それらの商流と金銭の管理は全てゲルマー商会が取り仕切り、そこにエリトニーの吏員が出向する形をとっている。給料もゲルマー商会持ちだから、助かるなあ。
毎日、エリトニー港では、商品を満載して入ってくる商船の帆が林を作り、香辛料や重油の匂いが潮風に乗って漂ってくる。活気あふれる市場では、金貨を数える音が絶え間なく響き、立ち働く人々は充実感に頬を紅潮させている。

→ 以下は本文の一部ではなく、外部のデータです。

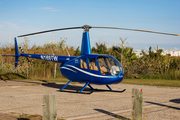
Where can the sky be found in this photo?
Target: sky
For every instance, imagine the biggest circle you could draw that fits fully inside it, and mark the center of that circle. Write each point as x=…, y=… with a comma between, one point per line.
x=18, y=17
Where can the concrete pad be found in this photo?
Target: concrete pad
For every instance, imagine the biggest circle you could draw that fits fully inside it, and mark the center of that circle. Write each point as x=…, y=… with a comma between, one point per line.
x=23, y=97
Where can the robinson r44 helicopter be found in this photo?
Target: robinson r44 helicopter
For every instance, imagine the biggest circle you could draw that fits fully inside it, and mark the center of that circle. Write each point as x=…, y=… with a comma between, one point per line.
x=88, y=68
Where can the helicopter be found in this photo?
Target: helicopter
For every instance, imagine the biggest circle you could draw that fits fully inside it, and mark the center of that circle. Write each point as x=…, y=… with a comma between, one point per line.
x=100, y=69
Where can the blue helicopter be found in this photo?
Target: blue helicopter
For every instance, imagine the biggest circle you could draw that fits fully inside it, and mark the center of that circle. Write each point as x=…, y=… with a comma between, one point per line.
x=87, y=68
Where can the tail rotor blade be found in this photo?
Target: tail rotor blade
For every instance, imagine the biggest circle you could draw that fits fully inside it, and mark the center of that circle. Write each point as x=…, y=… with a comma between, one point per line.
x=137, y=30
x=49, y=31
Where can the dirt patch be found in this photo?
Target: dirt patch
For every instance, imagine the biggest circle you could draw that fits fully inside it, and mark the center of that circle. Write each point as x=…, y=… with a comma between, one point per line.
x=4, y=116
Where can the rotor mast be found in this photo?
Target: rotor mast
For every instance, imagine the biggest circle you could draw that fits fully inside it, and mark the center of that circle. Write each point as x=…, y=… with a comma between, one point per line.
x=85, y=46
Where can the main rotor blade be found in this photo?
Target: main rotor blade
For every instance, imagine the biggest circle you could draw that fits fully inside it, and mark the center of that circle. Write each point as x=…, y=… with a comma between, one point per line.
x=49, y=31
x=137, y=30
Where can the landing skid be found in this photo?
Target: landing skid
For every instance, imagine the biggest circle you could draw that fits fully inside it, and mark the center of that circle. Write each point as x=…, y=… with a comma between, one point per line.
x=92, y=89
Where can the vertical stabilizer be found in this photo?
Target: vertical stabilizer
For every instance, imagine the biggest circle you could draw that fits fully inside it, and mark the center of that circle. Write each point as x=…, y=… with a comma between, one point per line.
x=85, y=46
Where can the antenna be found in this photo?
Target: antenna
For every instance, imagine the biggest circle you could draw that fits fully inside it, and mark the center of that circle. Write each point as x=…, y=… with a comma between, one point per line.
x=53, y=37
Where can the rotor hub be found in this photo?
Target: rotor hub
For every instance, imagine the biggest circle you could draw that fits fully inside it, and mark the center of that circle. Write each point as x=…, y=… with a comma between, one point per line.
x=86, y=28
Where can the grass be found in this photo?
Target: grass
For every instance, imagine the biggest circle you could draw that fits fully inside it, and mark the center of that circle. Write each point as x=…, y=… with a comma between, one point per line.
x=153, y=82
x=150, y=82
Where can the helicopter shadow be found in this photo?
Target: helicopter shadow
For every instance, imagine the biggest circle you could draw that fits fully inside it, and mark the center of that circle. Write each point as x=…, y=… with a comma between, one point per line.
x=76, y=89
x=163, y=105
x=69, y=88
x=112, y=114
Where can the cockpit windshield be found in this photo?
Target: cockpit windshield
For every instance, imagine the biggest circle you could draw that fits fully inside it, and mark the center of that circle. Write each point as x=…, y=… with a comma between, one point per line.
x=108, y=66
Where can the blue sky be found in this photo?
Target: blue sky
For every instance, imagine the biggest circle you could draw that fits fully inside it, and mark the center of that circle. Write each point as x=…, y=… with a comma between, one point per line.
x=19, y=17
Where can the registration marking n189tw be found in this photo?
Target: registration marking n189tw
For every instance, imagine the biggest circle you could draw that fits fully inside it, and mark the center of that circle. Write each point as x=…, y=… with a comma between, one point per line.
x=49, y=57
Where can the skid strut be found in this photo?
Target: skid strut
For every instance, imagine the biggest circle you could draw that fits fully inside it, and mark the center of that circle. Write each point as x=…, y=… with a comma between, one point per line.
x=66, y=85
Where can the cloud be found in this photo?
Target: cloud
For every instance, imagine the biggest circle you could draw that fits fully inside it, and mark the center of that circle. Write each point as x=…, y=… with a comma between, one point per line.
x=11, y=25
x=50, y=9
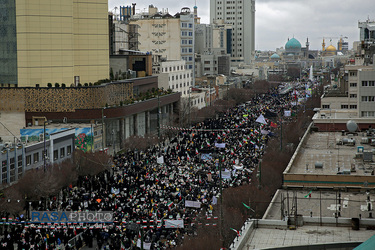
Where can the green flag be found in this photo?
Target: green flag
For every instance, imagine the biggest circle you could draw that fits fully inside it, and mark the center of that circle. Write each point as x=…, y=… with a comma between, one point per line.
x=248, y=207
x=308, y=194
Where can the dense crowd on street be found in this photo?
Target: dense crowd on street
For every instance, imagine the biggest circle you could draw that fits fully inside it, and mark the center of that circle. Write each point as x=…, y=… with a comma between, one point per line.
x=146, y=189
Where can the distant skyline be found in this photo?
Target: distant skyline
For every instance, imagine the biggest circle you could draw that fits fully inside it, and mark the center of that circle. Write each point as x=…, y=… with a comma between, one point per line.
x=278, y=20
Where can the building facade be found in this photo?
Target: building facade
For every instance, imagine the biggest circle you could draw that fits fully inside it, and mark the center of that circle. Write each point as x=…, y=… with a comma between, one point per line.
x=173, y=75
x=16, y=159
x=241, y=15
x=64, y=41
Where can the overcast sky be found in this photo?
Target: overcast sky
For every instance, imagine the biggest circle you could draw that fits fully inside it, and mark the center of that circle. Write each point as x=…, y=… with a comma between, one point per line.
x=276, y=20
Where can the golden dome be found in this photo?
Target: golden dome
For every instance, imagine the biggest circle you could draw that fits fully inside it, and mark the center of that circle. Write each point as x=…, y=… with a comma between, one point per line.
x=331, y=48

商品を市場で卸した船は、また資金融資を受けて中東へと旅立って行く。市場で中東商品を購入した船も、ナーロッパ中に散らばっていく。市場の商品は、中東から近いので変質が少なく、ゲルマー商会の厳しい品質チェックも通っていることから、信用力も絶大だ。それに、港が賑わえば、船員が飲食や宿泊で落としていくお金も膨大な額に上る。
それから、ポルコ港から鉄鉱石を輸出するのはもうやめた。鉄鉱石は、港近くに聳え立つ製鋼所に運んで、最新の鋳造・圧延技術で高級素材に加工して輸出することにした。トン当たりの金額も鉄鉱石と比較にならない。さらに、製鋼所の周りに工業団地を造り(エタンさんが率先して入ってくれた。ありがたい)、そこで優秀な職人が打った包丁や鍋釜といった鉄製品に「ポルコinエリトニー」の刻印を入れ、市場で売却した。こちらは貴族の館や高級レストランで使うようなブランド品として評判になっているようで、少しずつ国庫を潤してくれている。
それらと合わせ、農民には、開墾による麦の増産も督励した。エリトニーはもともと山地が多く、土地も痩せていたため、穀物は輸入に頼る割合が多かったのだけど、これを少しでも内国産で賄いたいからだ。当面5年は、開墾による増産部分を非課税にして、その代わり安価で国内に卸すように誘導した。
エリトニーは、人口が70万人しかいない小さな国なので、こうして、経済と農業両面の改革を少し進めただけで、輸出が増えたうえで農産物の輸入は減り、少しずつ
収支が改善して、国中が「ようやく復興の端緒についた」と実感できるようになってきた。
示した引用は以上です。